The other strand, more particular to writing itself, can be traced through earlier works, such as de Kerckhove and Lumsden (1988), which presents the thesis that the birth of Western science and technology was a direct result of the development of the Greek alphabet.
Why should the form of one's writing system have anything to do with something as seemingly unrelated as creativity? The answer lies in the assumption that true alphabets, such as the Greek or Latin alphabet, which encode phonemes (segments), require a substantial amount of analysis on the part of the learner. Whereas syllables are thought to be natural units of sound, graspable even by illiterates, segments require special training, and it is this training that engenders creative thinking. Chinese writing, unlike Western alphabets, is a "morphosyllabic" system, where the individual characters basically represent whole syllables, with additional semantic information in many cases. Learning this system, Hannas argues, requires little analysis on the part of the learner, and thus readers of Chinese and Chinese-derived scripts are missing a crucial intellectual exercise which all Western readers are exposed to.
The goal of this reading group is to explore this hypothesis. Specifically, we will cover selections from literature outlined in the references section below.
The plan is to start with Hannas' own writings (1997, 2003), which will set the frame for the remainder of the readings. We will then delve back into the work of Whorf (1956), and examine some of the work of Levinson (2003), to see variants of the Whorfian hypothesis as it applies to language more generally.
Next we will examine the relation between alphabets and other writing systems, the linguistic information they encode, and the supposed effect of those encodings on other cognitive processes; this will include the works of de Kerckhove and Lumsden (1988), Faber (1992) and Scribner and Cole (1981).

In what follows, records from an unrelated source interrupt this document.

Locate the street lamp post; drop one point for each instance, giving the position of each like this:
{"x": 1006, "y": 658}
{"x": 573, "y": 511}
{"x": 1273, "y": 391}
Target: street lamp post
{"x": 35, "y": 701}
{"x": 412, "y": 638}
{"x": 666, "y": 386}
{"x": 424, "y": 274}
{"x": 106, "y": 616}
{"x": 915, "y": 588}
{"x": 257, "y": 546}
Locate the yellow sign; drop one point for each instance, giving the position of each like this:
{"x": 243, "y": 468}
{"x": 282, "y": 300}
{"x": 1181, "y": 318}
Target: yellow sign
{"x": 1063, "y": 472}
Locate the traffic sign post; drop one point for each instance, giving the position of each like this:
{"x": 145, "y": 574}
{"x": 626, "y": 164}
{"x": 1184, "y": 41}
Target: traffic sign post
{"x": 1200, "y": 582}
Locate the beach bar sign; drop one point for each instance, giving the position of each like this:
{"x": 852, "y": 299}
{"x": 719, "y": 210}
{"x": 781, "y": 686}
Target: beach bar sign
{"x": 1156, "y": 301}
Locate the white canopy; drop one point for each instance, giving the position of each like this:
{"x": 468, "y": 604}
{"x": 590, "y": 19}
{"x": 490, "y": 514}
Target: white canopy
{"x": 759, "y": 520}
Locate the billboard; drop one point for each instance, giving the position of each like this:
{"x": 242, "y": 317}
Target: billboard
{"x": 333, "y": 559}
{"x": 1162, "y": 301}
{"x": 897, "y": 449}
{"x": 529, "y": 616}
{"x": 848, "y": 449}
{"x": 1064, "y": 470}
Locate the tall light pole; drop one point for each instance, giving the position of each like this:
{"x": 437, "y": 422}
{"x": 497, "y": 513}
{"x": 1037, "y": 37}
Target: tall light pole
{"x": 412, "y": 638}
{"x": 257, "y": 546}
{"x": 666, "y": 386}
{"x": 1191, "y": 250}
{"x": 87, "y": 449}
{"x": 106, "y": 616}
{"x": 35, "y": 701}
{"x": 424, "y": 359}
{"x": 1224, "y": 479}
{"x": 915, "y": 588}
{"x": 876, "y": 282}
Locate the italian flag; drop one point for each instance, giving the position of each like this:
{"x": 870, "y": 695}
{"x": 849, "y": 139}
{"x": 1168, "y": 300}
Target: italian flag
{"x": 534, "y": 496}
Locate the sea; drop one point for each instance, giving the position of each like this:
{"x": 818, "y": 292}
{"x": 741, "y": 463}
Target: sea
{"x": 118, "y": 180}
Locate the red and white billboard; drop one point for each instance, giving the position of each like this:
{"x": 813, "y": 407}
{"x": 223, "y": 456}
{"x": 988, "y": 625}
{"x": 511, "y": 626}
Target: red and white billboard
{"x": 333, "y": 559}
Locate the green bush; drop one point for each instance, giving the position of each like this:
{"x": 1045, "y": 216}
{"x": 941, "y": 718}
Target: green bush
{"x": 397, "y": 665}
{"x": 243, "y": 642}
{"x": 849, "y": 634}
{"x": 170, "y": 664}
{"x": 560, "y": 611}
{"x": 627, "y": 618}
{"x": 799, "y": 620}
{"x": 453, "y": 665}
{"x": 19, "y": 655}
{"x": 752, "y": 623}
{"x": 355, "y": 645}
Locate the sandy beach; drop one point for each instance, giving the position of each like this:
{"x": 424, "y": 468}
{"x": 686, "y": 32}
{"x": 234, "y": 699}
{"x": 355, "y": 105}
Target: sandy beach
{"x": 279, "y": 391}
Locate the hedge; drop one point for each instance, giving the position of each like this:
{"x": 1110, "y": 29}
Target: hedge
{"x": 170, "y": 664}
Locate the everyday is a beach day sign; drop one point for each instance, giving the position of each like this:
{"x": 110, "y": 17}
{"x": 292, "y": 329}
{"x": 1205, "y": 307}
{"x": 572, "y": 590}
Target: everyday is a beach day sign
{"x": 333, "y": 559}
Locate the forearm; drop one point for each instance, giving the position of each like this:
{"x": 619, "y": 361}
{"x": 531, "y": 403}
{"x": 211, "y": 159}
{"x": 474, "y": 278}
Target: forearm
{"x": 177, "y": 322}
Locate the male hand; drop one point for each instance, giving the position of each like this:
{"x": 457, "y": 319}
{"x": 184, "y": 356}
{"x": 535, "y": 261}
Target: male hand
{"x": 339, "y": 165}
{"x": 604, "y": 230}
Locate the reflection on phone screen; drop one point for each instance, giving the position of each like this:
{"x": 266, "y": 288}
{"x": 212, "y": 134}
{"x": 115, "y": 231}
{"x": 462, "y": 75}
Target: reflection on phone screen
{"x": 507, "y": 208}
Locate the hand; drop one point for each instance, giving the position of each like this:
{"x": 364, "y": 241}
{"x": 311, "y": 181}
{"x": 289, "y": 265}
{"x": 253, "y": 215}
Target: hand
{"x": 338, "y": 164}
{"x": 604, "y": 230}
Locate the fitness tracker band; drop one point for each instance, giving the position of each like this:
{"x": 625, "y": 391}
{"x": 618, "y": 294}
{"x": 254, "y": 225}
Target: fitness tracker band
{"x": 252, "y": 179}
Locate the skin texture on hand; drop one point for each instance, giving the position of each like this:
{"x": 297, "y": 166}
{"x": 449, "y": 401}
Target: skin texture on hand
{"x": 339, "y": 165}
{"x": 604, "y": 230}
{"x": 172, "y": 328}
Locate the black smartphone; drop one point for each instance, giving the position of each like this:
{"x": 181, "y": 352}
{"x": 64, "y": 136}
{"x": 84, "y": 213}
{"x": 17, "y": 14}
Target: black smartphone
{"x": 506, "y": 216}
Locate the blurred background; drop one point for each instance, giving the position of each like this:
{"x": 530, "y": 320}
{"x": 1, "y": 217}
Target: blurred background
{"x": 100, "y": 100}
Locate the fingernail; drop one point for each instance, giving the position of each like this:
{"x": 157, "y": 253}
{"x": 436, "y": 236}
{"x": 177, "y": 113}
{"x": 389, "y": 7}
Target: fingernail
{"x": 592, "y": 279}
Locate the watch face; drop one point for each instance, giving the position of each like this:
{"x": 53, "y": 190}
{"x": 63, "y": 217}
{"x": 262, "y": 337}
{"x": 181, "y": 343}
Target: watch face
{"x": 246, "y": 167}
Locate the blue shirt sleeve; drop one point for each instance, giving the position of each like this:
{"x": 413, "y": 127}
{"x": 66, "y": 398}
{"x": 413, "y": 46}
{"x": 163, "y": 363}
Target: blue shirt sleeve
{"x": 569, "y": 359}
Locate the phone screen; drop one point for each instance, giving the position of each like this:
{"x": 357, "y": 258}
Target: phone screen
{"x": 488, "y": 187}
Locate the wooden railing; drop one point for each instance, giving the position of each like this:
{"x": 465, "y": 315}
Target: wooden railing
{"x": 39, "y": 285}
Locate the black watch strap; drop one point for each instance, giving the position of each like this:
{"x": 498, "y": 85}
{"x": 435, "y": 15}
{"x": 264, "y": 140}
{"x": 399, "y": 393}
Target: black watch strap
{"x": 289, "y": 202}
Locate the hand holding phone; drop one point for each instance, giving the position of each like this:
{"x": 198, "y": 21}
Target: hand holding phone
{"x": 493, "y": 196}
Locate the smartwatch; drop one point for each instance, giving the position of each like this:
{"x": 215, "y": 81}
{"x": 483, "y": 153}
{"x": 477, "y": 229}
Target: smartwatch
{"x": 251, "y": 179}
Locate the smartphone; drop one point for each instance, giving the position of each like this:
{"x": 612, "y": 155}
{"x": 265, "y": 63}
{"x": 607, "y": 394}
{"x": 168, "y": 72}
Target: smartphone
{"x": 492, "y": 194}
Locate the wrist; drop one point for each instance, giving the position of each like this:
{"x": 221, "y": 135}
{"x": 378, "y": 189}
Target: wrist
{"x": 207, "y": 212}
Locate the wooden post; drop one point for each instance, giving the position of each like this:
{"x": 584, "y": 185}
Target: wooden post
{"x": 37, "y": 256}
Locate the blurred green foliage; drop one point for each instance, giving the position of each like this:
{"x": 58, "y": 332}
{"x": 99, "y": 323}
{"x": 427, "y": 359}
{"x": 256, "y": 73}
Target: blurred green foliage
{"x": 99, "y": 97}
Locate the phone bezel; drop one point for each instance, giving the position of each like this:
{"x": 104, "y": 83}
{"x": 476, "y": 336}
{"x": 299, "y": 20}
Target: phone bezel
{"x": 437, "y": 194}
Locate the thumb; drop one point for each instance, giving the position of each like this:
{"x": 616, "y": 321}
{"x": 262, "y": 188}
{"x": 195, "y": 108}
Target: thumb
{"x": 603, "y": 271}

There is an assumption underlying Hannas' thesis, namely that Asians do lack scientific and technological creativity, and thus that there is something to be explained. Hannas defends this idea by arguing, in his first few chapters, that the history of technological development in East Asia is a history of blatant copying of Western ideas. We will examine Hannas' arguments with a view to squaring his claims with apparent instances of highly creative activities in East Asian countries, such as the recent reports of human cloning by Korean scientists.
The first meeting will be an organizational meeting where the organizers will give a synopsis of Hannas' views, and copies of Hannas' book will be distributed. The subsequent meetings will involve detailed discussion among participants of Hannas' arguments. We will also be reading and discussing selected works from the references list below.
de Kerckhove, Derrick and Charles Lumsden, editors, 1988. The Alphabet and the Brain. Berlin: Springer.
Faber, Alice. 1992. "Phonemic segmentation as epiphenomenon. Evidence from the history of alphabetic writing." In Pamela Downing, Susan Lima, and Michael Noonan, editors, The Linguistics of Literacy, pages 111--34, Amsterdam: John Benjamins.
Hannas, William. 1997. Asia's Orthographic Dilemma. Honolulu: University of Hawai'i Press.
Hannas, William. 2003. The writing on the wall: How Asian orthography curbs creativity. By William C. Hannas. Encounters with Asia. Philadelphia, PA: University of Pennsylvania Press, 2003.
Levinson, Stephen. 2003. Space in language and cognition: Explorations in cognitive diversity. Cambridge: Cambridge University Press.
Scribner, Sylvia and Michael Cole. 1981. The Psychology of Literacy. Cambridge. Harvard University Press.
Sproat, Richard. 2004. "Review of William C. Hannas, The writing on the wall: How Asian orthography curbs creativity." Language, to appear.
Whorf, Benjamin Lee. 1956. Language, Thought, and Reality: Selected Writings of Benjamin Lee Whorf. Edited by John B. Carroll. Cambridge: MIT Press, 1956.